Gleich mehrfaches Unheil droht der Lufthansa: Piloten einer Tochter wollen streiken, das Kartellamt mahnt wegen zu niedriger Preise, und Verluste stehen an.

          Der Lufthansa droht Ungemach gleich von mehreren Seiten. Zum einen droht der Kranichlinie bereits sieben Monate nach Ende des Arbeitskampfes mit den Piloten der Konzernmutter Streiks bei der Regionalflugtochter Lufthansa CityLine.

          Die Vereinigung Cockpit hat deren Piloten und Copiloten bis 15. Februar zur Urabstimmung über einen unbefristeten Ausstand aufgerufen, wie Cockpit-Tarifexperte Rüdiger Fach am Dienstag erklärte.

          Pluspunkt für Germania

          Damit nicht genug, hat das Bundeskartellamt im Preiskampf um die Strecke Frankfurt-Berlin die Tarife der Lufthansa abgemahnt. Die Bonner Wettbewerbshüter warfen der größten deutschen Fluggesellschaft einen Missbrauch ihrer Marktmacht vor. Die Lufthansa-Preissenkung auf 100 Euro für eine einfache Strecke stelle eine "unbillige Behinderung und Verdrängung" der Berliner Konkurrentin Germania dar. Das Kartellamt will diese Praxis nun verbieten.

          Die Verbindung zwischen der Hauptstadt und der Finanzmetropole am Main war von Lufthansa lange im Monopol geflogen worden. Germania hatte die Strecke erst im November in den Flugplan aufgenommen. Seitdem liefern sich beide Unternehmen eine Preisschlacht um die Gunst der Kunden; zwischenzeitlich hatte Germania seine Preise von 99 bis auf 55 Euro gesenkt.

          Terror-Krise ausgestanden

          Andererseit glaubt man bei Lufthansa, dass die Talsohle der Krise in der Luftfahrt in der Folge der Terroranschläge von New York durchschritten sei. Von einem stetig positiven Trend könne man angesichts der Buchungseingänge für die ersten drei Monate 2002 noch nicht sprechen, sagte Ralf Teckentrup, Bereichsvorstand Netzmanagement und Marketing bereits am Montagabend. "Wir sind nicht ganz unzufrieden mit der Entwicklung", sagte Teckentrup. Derzeit sei nicht abzusehen, wann das Niveau vom August 2001 wieder erreicht werde.

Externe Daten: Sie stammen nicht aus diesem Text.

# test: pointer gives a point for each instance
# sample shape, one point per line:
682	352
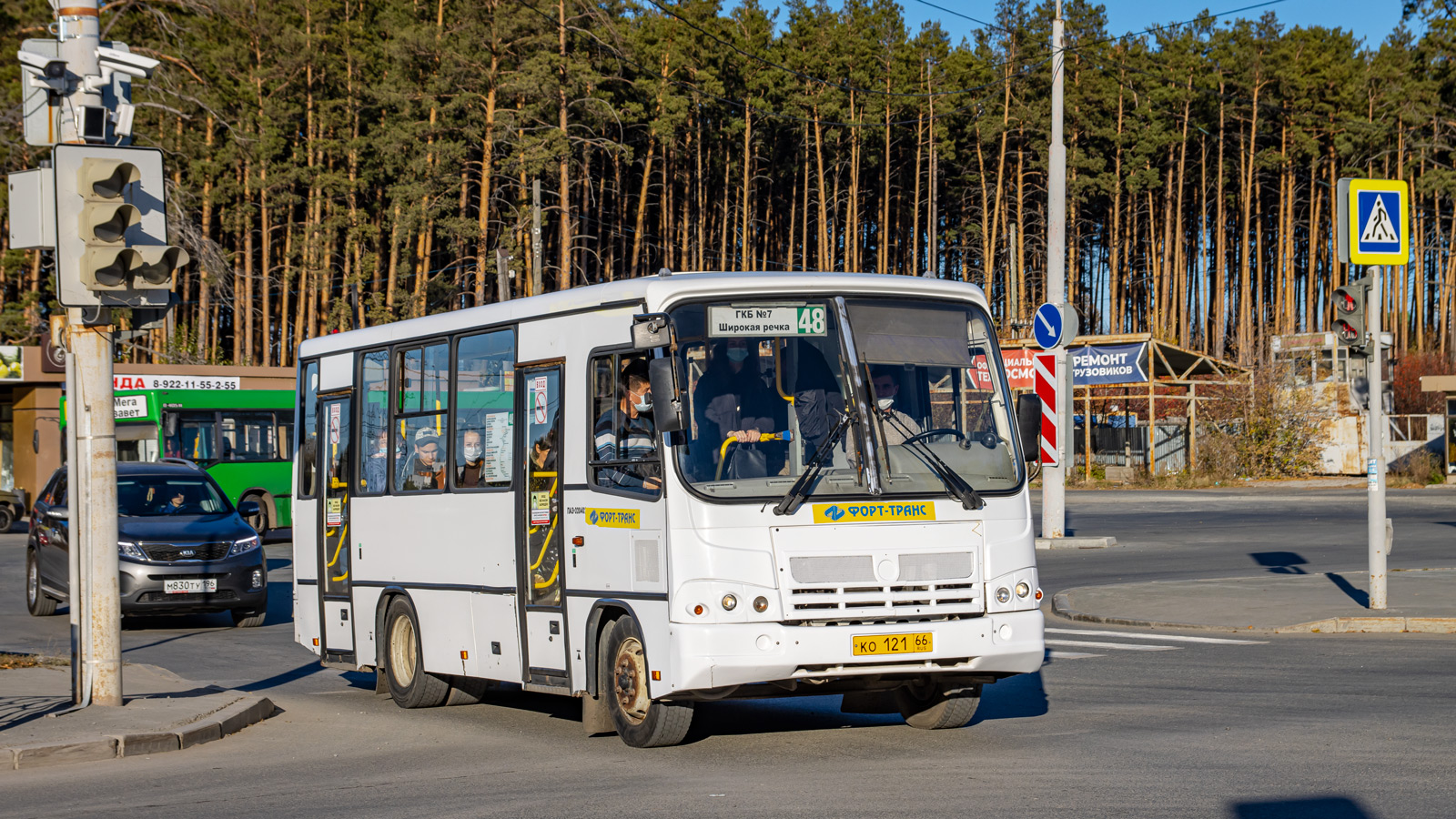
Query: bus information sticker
615	518
541	509
873	511
130	407
728	321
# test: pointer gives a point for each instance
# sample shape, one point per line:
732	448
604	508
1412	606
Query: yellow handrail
723	450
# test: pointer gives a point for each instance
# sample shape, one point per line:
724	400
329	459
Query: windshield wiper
800	491
956	486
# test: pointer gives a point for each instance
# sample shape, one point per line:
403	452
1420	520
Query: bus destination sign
730	321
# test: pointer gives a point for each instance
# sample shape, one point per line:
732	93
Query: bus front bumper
708	656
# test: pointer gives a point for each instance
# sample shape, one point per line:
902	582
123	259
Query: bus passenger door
539	554
334	530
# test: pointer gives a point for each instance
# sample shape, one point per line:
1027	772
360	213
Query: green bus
242	438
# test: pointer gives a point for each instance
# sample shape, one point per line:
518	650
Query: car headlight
245	545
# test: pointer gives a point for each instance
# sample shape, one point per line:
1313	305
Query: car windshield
768	382
145	496
936	392
766	385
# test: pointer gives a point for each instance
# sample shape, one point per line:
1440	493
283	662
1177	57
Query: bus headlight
247	544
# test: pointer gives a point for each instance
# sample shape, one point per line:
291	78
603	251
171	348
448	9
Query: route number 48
812	321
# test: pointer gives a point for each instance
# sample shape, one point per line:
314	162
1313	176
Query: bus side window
625	453
482	410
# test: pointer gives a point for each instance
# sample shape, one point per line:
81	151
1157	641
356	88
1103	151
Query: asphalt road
1147	724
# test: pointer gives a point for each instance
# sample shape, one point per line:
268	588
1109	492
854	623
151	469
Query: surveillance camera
41	67
126	62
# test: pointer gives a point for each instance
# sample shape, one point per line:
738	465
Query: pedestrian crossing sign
1375	222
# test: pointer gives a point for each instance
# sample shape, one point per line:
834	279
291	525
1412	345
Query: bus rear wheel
935	707
641	722
410	683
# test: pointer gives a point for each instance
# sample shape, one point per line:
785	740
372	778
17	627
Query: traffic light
111	239
1350	314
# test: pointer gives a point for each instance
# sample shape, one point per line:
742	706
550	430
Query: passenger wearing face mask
472	470
625	435
734	398
897	426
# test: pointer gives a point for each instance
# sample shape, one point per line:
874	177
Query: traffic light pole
1053	479
1375	462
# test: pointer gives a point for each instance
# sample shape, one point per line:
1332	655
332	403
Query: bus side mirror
652	331
667	404
1028	424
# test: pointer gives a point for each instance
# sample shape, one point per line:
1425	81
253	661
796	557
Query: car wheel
35	599
245	618
410	683
935	707
641	722
259	522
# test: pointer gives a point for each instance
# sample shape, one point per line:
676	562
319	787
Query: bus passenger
734	399
897	426
378	464
472	467
422	470
626	431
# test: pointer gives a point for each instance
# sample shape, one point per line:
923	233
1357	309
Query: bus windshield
768	383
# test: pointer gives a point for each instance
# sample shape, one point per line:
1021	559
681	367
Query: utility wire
801	75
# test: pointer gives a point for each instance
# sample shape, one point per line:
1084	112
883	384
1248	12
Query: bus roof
654	292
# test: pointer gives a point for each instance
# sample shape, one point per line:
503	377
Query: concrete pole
1375	464
1053	479
94	496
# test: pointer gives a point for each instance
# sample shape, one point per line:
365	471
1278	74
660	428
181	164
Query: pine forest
339	164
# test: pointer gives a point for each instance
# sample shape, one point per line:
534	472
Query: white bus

          Zunächst einmal bedeutet das Krisenjahr für die Kranichlinie ein Abrutschen in die roten Zahlen. Für das Gesamtjahr 2001 erwartet man bei der Lufthansa einen Nettoverlust beim Konzernergebnis. "Beim operativen Ergebnis halten wir es aber noch immer für möglich, dass für 2001 positiv, oder nahe der Null abschließen", sagte eine Sprecherin des Konzerns.

          Nachwirkungen bleiben

          Das niedrige Wachstum des Bruttoinlandsprodukts in vielen Ländern wirke sich unmittelbar negativ auf den Flugverkehr aus.Unternehmen kürzten ihre Reise-Budgets und buchten vorwiegend Economy-Class statt bislang Business-Class. Bei Lufthansa sei der Anteil von Passagieren in der Business-Class überproportional gesunken. Zudem gebe es einen "kolossalen Trend" zum Spät-Buchen.

          Billig-Linie nicht ausgeschlossen

          Angesichts zunehmender Präsenz von Niedrigpreis-Anbietern im Luftverkehr behalte sich die Lufthansa die Gründung einer eigenen Billig-Fluglinie vor. “Wir halten uns offen, ob wir in diesem Markt mitspielen“, sagte Teckentrup. “Wir wissen, wie das Geschäft läuft und dass damit Geld zu verdienen ist.“ Allerdings sei die Frage, ob ein Einstieg in dieses Geschäftsfeld das Geld wert sei. Zu bedenken sei auch, dass eine Konkurrenz im eigenen Haus der Lufthansa Marktanteile abnehmen werde.

          Billig-Anbieter haben Teckentrup zufolge derzeit in Europa einen Marktanteil von fünf Prozent und verzeichnen Zuwachsraten von 25 Prozent. Teckentrup ließ jedoch offen, wann für die Lufthansa die “Schmerzgrenze“ erreicht sei, bei der die Fluglinie in dieses Geschäftsfeld einsteigen werde.

          Die fortlaufenden Rechtsstreitigkeiten mit der irischen Billigfluglinie Ryanair betrachtet Teckentrup vor allem als ein Mittel des Wettbewerbers, öffentlich Aufmerksamkeit zu erringen. Lande ein Streit vor Gericht, werde in den Medien auch darüber berichtet.